Diskusi yang dihadiri mahasiswa Mandar Malang dan tentunya Yogyakarta sebagai pengada acara(30 Desember 2018), Dalam diskusi ini, disisiri persoalan-persoalan yang hari ini sangat memprihatinkan di tanah poyang kita itu. Seperti persoalan bahasa daerah yang mulai ditinggalkan, kesenian dan bahkan situs-situs sejarah yang ada di Mandar dipermak sekian rupa yang malah menghilangkan identitas keaslian dari sejarah tersebut.

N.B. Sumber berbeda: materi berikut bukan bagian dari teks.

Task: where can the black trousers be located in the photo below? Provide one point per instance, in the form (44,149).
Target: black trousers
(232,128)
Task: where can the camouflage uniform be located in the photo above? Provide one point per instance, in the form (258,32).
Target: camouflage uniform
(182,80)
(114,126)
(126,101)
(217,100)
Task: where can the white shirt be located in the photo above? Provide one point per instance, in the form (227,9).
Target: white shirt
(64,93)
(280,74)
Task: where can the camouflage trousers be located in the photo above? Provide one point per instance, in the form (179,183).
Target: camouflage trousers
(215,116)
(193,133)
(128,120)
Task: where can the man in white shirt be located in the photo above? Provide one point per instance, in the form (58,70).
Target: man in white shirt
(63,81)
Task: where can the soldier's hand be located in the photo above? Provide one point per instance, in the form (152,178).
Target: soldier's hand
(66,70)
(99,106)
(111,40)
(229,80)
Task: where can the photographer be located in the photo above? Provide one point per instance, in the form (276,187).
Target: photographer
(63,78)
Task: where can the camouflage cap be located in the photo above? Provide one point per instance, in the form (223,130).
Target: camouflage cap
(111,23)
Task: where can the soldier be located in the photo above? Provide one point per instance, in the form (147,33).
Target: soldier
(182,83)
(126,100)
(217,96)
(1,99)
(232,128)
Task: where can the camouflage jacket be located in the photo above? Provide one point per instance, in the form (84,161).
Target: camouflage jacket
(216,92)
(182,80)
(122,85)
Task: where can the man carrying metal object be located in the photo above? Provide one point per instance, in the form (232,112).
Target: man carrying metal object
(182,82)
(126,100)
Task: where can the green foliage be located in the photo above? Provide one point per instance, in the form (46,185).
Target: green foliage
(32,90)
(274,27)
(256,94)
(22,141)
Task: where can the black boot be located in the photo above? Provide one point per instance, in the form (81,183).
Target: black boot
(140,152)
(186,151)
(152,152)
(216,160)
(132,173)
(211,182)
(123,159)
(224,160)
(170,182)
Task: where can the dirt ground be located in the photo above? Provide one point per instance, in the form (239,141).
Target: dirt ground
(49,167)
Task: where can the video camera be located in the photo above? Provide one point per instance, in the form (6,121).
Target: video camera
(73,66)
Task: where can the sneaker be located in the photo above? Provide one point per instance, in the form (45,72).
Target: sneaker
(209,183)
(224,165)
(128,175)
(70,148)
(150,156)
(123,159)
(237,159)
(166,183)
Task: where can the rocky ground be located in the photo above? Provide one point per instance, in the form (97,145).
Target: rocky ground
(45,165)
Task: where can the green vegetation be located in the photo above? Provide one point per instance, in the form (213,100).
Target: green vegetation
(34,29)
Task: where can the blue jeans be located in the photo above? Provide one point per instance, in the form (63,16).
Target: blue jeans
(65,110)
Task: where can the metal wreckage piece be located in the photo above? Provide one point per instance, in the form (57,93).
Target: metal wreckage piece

“Teman-teman heran jika orang yang seperti saya, yang bahkan belum pernah menginjakkan kaki saya di tanah nenek saya itu di Sulawesi sana, bisa berbahasa Mandar dengan fasih? Semestinya saya yang justru terheran-heran saat melihat kawanku sekalian yang berasal dari tanah Mandar sana masih banyak yang tidak bisa menggunakan bahasa asli daerah kita” tutur Rahmat Yayad, salah satu pemantik delegasi mahasiswa Malang (yang mana saudara kita ini tinggal di pinggiran Madura sana yang memang mempunyai darah Mandar dan turunan orang Mandar). Semua hadirin terdiam sejenak dan disambung dengan pekikan bermacam-macam dan aplaus yang meriah.
Ternyata di Mandar sendiri banyak persoalan yang tidak dipublis oleh media dari perlakuan pemerintah yang niatnya ingin memperbaiki malah menghilangkan banyak sekali makna dari sitius yang ada itu. Bongkahan batu yang biasa dikenal sebagai situs sejarah yang terletak di Luyo misalnya yang kesohor dengan perjanjian Tammejarra yakni Allamungang Batu di Luyo, dimodifikasi dengan memperlihatkan ikon batu itu dengan cara diangkatnya dari tanah kemudian dibuatkan tugu yang kokoh dari semen dan ditaruh lah diatas tugu tersebut kiranya memperindah pemandangan kita. Padahal sebaliknya demikian itu malah mereduksi makna yang termaktub dalam perjanjian poyang kita pada masanya.
Terlepas dari semua hal-hal yang menjadi problem hari ini di Mandar yang kami diskusikan, yang terpenting ialah, tatkala kami sesama mahasiswa rantau asal Mandar bisa bersilaturahmi dan mempererat hubungan kekeluargaan. Malam harinya pun acara ini langsung kami sambung dengan merayakan Maulid Nabi Muhammad SAW yang bertempat di Asrama Todilaling, Yogyakarta. Acara maulid kami kali sangatlah istimewa dengan kehadirahn saudara-saudara kami yang ada di Malang, bahkan oleh sebab itu kami tak kenal waktu ternyata larut sudah menjemput.
Puncak acara akan kami laksanakan di penghujung tahun 2018 secara bersama-sama sekaligus menyambut tahun baru secara bersama pula. Dengan berkunjung ke wisata Kalikuning atau wisata merapi.